Toni Negri est en prison à Rome depuis le 1° juillet 1997. Condamné
de façon définitive à plus de 13 ans de prison, sans compter un dernier
verdict en attente de cassation, il risque de voir sa détention se
prolonger encore longtemps. Exilé en France depuis 1983, il est rentré de
son plein gré en Italie avec la volonté de contribuer, par ce geste, à la
résolution du problème des exilés et des détenus poursuivis ou condamnés
pour des faits survenus au cours des " années de plomb ". Il demeure
environ 180 personnes détenues dans les prisons italiennes à ce titre;
quant aux exilés en France, il en reste environ 150.
Professeur à l'Université de Padoue et philosophe mondialement connu,
Toni Negri avait été incarcéré le 7 avril 1979; il était accusé "
d'insurrection armée contre les pouvoirs de l'Etat " et pour donner corps à
cette accusation énorme, il était présenté comme le véritable chef occulte
des Brigades Rouges qui avaient enlevé et assassiné Aldo Moro, Président de
la Démocratie Chrétienne. Negri a toujours nié cette accusation absurde
dont a été au reste formellement acquitté. Son inculpation a été plusieurs
fois modifiée. Après quatre ans et demi de prison préventive, il fut
présenté par le Parti Radical comme député, et le suffrage universel le
sortit de la prison. Lorsque la Chambre des Députés vota la levée de son
immunité parlementaire à une courte majorité, il se réfugia en France.
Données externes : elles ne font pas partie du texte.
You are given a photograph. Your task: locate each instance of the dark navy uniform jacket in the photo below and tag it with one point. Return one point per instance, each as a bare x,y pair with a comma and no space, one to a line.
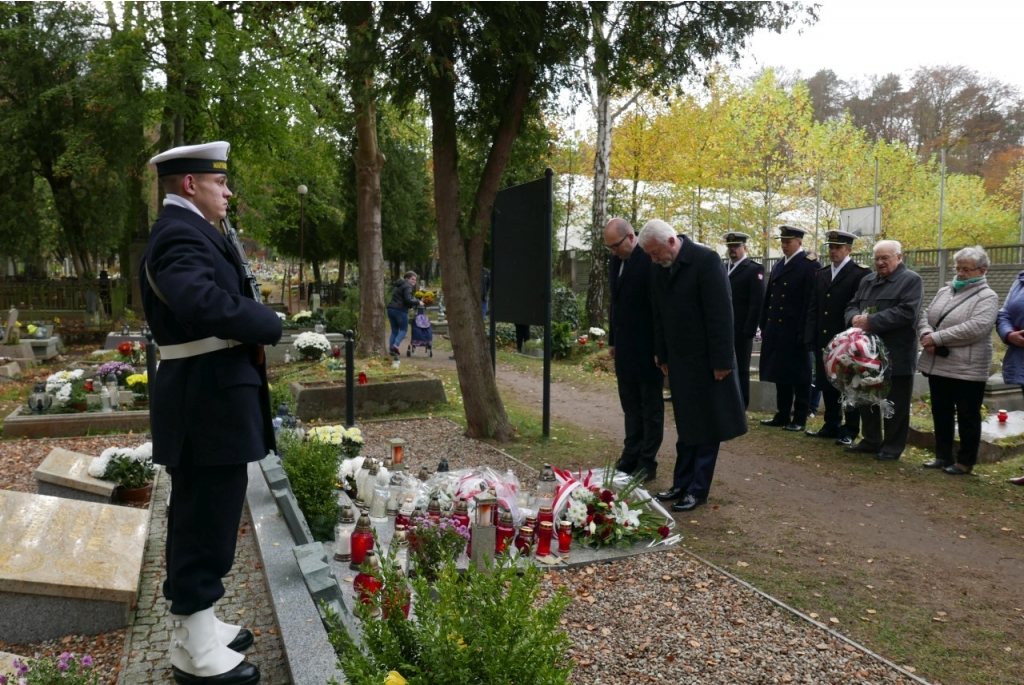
212,409
631,328
783,350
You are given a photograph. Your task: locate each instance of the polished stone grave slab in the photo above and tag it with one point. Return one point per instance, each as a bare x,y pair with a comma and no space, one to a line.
65,473
67,566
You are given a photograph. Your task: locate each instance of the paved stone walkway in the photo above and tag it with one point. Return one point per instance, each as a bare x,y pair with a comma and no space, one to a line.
247,603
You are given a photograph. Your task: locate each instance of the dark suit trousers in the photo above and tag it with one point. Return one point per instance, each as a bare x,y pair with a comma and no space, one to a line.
834,407
956,400
896,428
744,348
643,408
794,401
202,531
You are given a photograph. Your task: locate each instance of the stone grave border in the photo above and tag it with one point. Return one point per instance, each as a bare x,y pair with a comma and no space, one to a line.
300,573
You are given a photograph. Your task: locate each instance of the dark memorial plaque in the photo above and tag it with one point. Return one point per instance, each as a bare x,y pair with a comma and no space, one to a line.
520,266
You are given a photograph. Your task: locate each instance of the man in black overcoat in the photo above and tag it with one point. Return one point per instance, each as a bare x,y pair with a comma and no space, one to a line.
747,280
783,351
631,327
693,345
210,408
835,286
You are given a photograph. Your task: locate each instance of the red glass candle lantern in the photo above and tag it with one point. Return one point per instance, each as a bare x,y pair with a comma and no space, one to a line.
524,541
505,532
564,537
544,539
545,514
363,541
367,584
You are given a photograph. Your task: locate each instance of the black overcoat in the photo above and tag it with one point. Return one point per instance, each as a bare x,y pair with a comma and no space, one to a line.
826,315
631,318
783,352
211,409
693,335
748,284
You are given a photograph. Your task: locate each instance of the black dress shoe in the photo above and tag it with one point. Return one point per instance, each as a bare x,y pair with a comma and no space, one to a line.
670,495
688,503
862,446
242,641
243,674
935,464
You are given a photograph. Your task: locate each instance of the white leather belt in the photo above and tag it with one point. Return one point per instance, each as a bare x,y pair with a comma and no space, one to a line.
196,347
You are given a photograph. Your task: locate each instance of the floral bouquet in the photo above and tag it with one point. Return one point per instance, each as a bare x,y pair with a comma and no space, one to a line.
139,384
127,467
436,542
602,517
857,365
311,345
60,385
350,439
119,369
46,670
133,352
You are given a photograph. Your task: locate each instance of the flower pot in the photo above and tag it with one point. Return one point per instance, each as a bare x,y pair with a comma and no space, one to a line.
132,495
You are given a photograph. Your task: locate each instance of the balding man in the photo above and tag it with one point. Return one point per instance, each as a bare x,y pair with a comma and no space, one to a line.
888,304
630,344
693,344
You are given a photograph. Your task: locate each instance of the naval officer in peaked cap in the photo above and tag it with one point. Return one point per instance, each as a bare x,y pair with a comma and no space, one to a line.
784,360
747,280
210,408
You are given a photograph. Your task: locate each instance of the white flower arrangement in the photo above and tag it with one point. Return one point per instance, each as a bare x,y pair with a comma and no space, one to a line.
311,345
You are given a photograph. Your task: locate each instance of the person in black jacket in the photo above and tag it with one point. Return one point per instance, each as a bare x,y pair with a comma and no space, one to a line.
210,403
630,344
747,280
397,308
835,286
784,360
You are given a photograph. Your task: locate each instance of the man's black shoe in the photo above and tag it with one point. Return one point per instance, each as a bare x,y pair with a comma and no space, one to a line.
671,494
242,641
689,503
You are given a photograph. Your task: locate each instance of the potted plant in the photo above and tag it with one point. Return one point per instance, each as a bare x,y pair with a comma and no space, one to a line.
132,470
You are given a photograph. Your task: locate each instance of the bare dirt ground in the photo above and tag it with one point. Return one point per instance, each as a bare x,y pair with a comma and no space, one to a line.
901,559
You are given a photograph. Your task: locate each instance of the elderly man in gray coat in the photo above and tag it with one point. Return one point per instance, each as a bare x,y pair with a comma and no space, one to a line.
888,304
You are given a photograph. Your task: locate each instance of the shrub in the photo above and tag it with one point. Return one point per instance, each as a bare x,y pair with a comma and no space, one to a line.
485,629
312,471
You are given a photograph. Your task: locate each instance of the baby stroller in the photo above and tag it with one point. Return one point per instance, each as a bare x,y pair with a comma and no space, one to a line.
423,335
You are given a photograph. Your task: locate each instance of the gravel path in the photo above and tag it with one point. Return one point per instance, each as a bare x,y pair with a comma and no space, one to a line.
652,618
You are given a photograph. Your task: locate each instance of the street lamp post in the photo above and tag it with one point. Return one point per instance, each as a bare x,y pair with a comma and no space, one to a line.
302,229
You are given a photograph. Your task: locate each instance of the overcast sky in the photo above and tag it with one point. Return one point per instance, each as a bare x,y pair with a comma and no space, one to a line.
859,38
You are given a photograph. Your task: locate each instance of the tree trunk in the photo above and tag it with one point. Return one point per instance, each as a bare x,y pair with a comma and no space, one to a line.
484,413
372,340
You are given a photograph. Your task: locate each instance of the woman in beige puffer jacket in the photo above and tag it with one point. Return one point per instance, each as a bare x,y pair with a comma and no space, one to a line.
955,332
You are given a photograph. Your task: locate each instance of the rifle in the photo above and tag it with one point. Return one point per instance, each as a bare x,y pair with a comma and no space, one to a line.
250,276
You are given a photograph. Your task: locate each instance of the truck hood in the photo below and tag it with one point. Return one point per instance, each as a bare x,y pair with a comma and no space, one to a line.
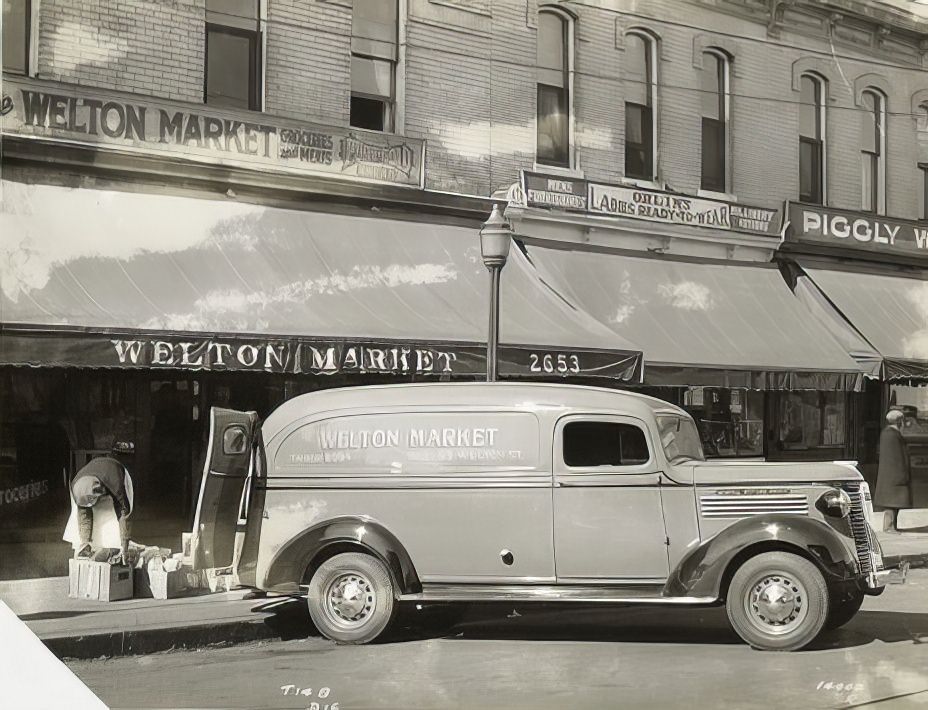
755,472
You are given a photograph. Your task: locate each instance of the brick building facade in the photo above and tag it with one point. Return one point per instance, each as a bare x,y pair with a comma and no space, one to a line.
468,81
266,160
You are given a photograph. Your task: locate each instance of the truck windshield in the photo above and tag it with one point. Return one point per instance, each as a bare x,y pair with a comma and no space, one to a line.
680,438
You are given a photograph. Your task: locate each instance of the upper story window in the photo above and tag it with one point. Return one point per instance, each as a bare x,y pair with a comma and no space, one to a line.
873,151
715,114
233,54
640,99
592,443
553,59
374,32
811,139
17,15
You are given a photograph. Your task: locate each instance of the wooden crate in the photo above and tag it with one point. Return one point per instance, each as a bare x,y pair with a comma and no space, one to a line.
99,580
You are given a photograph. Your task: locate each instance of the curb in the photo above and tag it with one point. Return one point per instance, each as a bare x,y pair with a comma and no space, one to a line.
143,641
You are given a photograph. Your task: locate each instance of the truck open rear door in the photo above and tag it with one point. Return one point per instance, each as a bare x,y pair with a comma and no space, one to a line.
229,461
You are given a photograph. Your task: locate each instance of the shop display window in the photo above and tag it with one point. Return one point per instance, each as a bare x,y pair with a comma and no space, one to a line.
730,421
913,401
810,420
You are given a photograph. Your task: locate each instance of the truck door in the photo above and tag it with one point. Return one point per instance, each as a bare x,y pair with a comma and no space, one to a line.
229,458
608,518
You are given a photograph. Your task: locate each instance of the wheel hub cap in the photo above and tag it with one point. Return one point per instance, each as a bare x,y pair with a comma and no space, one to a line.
776,603
351,599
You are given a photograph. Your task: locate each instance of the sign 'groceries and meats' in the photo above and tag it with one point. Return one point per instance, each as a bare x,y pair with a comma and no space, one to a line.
129,123
857,231
295,355
651,205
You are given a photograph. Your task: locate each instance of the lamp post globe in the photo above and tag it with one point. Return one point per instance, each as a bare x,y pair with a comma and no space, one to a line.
495,240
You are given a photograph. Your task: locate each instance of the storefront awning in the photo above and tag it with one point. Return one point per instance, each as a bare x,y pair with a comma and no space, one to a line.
890,312
731,325
101,278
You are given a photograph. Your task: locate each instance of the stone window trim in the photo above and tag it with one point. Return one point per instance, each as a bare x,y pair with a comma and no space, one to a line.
32,39
919,101
570,19
878,83
720,45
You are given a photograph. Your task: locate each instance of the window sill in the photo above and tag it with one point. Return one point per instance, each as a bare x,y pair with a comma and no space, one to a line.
713,195
557,170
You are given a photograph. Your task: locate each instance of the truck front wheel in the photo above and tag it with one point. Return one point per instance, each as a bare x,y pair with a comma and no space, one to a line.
777,601
351,598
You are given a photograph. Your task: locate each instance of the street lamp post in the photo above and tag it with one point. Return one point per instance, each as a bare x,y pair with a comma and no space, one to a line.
495,238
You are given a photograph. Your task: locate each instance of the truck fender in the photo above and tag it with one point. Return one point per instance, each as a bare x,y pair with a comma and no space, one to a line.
343,534
702,573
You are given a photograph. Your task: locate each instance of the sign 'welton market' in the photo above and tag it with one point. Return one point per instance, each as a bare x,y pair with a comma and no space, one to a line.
248,139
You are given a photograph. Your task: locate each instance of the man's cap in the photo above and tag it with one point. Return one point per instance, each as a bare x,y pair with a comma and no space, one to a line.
87,490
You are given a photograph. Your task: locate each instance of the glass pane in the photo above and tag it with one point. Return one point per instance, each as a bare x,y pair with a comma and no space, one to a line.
638,144
228,69
713,155
712,85
553,146
233,13
551,49
867,182
369,113
375,20
810,171
15,28
809,107
604,444
870,104
638,69
372,76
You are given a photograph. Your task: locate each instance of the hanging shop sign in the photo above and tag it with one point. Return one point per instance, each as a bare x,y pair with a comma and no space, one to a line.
129,123
857,231
566,193
551,191
671,208
79,348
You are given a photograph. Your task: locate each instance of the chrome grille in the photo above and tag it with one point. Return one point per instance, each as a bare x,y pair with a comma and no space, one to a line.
741,505
859,527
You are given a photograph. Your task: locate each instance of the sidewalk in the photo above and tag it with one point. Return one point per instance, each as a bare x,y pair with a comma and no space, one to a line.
80,628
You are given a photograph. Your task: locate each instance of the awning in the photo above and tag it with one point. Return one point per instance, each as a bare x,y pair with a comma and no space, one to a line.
100,278
887,312
732,325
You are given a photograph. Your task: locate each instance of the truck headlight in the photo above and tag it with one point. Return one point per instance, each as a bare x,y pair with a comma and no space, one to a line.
835,503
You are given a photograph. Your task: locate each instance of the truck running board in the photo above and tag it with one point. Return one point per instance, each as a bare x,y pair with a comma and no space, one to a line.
567,593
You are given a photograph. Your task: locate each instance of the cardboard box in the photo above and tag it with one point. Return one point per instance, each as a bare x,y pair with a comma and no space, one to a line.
99,580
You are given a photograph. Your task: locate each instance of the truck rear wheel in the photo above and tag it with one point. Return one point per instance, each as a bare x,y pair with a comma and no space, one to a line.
777,601
351,598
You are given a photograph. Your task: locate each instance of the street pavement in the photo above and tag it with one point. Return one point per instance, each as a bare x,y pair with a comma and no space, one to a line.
544,656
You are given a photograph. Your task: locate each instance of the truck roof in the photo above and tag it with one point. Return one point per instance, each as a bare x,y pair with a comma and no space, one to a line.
511,395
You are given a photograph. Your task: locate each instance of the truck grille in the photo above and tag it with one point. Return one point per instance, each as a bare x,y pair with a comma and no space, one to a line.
859,527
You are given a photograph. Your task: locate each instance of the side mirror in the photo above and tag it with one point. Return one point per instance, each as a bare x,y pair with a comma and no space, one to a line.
234,440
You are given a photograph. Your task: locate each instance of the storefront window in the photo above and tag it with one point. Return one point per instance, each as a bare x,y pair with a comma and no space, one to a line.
913,401
810,420
730,421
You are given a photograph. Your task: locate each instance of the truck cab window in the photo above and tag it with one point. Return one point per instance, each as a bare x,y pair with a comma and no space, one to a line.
604,444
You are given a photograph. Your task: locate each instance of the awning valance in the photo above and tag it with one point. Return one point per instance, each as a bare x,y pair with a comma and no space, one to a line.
733,325
102,278
887,312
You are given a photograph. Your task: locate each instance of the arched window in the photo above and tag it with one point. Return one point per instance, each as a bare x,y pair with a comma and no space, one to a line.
873,151
640,100
812,139
555,69
715,112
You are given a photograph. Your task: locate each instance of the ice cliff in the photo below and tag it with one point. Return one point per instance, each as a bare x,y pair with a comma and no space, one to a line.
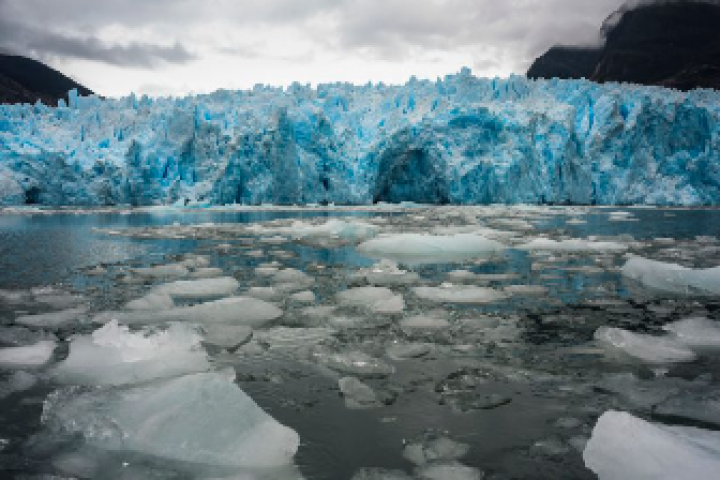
458,140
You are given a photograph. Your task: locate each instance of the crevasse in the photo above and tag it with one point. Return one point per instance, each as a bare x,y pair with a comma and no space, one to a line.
460,140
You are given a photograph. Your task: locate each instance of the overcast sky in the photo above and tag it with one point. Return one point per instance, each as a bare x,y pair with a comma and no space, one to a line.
175,47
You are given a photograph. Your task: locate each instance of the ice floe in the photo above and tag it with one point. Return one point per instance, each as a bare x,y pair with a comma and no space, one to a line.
113,355
624,447
414,248
449,293
233,310
357,395
697,333
647,348
572,246
27,357
201,418
52,320
672,278
376,299
202,289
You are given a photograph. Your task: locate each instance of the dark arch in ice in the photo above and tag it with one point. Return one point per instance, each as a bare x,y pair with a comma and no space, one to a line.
412,175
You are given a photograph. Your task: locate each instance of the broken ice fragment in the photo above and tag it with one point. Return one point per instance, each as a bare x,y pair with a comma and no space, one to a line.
448,293
376,299
647,348
113,355
52,320
27,357
233,310
203,289
202,418
672,278
624,447
357,394
418,248
355,363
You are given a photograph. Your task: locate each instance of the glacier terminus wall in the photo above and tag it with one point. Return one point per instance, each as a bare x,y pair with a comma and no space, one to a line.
459,140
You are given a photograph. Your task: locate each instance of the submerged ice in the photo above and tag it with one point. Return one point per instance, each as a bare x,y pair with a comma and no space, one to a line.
460,140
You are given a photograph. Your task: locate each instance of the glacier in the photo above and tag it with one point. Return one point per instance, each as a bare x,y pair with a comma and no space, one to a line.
458,140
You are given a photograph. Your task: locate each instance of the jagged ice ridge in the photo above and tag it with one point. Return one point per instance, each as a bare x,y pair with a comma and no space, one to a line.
461,140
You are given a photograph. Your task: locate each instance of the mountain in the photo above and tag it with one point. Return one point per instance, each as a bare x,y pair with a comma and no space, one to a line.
23,80
671,44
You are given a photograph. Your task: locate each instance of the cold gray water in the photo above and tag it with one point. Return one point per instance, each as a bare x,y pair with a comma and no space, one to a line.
492,349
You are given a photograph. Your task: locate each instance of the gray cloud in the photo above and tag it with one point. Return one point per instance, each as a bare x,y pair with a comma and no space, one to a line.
492,35
46,43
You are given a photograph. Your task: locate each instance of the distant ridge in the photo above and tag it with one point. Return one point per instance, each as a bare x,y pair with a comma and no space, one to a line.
671,43
23,80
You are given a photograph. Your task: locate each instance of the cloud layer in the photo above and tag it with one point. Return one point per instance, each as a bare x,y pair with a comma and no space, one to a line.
206,44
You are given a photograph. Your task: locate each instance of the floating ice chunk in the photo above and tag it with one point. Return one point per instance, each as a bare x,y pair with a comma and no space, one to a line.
672,278
113,355
20,336
152,301
191,260
54,298
202,418
549,447
266,271
52,320
427,322
27,357
358,323
402,351
269,294
528,290
162,271
294,276
387,273
449,293
418,248
448,471
696,333
233,310
14,296
639,393
376,299
306,297
204,289
227,336
572,246
624,447
357,394
380,474
354,363
350,231
293,339
440,449
17,382
647,348
206,273
701,408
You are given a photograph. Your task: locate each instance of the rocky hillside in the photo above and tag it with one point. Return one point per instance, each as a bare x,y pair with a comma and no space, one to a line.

Les
procédures engagées contre lui sous de multiples incriminations dans
plusieurs procès aboutirent à sa condamnation, notamment à Rome sur la
base des déclarations d'un " repenti " qui fut expédié en Amérique Latine
dès l'ouverture du procès. Amnesty International avait dénoncé à l'époque
les graves irrégularités juridiques qui avaient marqué son procès et celui
de ses collègues de l'Université de Padoue. Durant son exil, Toni Negri a
travaillé en France comme enseignant à l'Université de Paris VIII, au
Collège International de Philosophie et comme chercheur en sciences
sociales. Il y a publié de nombreux ouvrages.
Du fait de sa notoriété, Negri est devenu la figure emblématique de
l'extrême-gauche italienne des années soixante-dix. A partir de l'automne
chaud en 1969, s'était ouverte en Italie une période de conflits sociaux
exacerbés marquée par le rôle très ambigu de certains services de l'Etat
dans ce qu'on a appelé la " stratégie de la tension ", c'est-à-dire la
manipulation de groupes néo-fascistes responsables des massacres de Piazza
Fontana et de l'attentat particulièrement meurtrier de la gare de Bologne.
La radicalisation de la gauche extra-parlementaire et du mouvement social a
conduit une frange importante de militants sur les chemins d'une violence
diffuse et pour quelques uns de la lutte armée. Entre 1976 et 1980, des
dizaines de milliers d'entre eux ont été poursuivis et plus de cinq mille
personnes arrêtées. Des centaines de condamnations très lourdes ont été
prononcées sur la base de plusieurs lois d'exception toujours en vigueur,
dont principalement la loi dite des " repentis ". Elle fait des
déclarations des " repentis " la base suffisante pour condamner ceux qu'ils
impliquent et autorise la mise en liberté de condamnés pour crimes de sang
et diverses mesures de " reclassement " par l'Etat pour prix de la
délation. Autre loi d'exception : la durée de détention préventive a été
portée, de manière rétroactive, à douze ans. Cette législation est
radicalement incompatible avec les principes de l'Etat de droit et les
règles minimales en matière de procédure pénale, telles qu'elles sont
définies par les articles 5 et 6 de la Convention européenne des droits de
l'homme et protégées par la Cour européenne des droits de l'homme. On peut
estimer que c'est en raison du caractère éminemment contestable de cette
législation que les démocraties voisines ont nourri de sérieuses réserves
au point que le Royaume-Uni et la France n'ont pas donné suite, à de très
rares exceptions près, à plus de soixante-dix demandes d'extradition
présentées par les autorités italiennes, quelle que soit la majorité
politique au pouvoir. Pour la même raison sans doute, les quelques cinq
cents réfugiés accueillis en France au cours de ces années n'ont jamais été
inquiétés. Insérés dans la société française par leur vie familiale, leur
travail, ces réfugiés n'entendent pas compromettre leur avenir et la vie
qu'ils se sont construite pour purger des condamnations vieilles d'un quart
de siècle et prononcées dans les conditions que l'on sait.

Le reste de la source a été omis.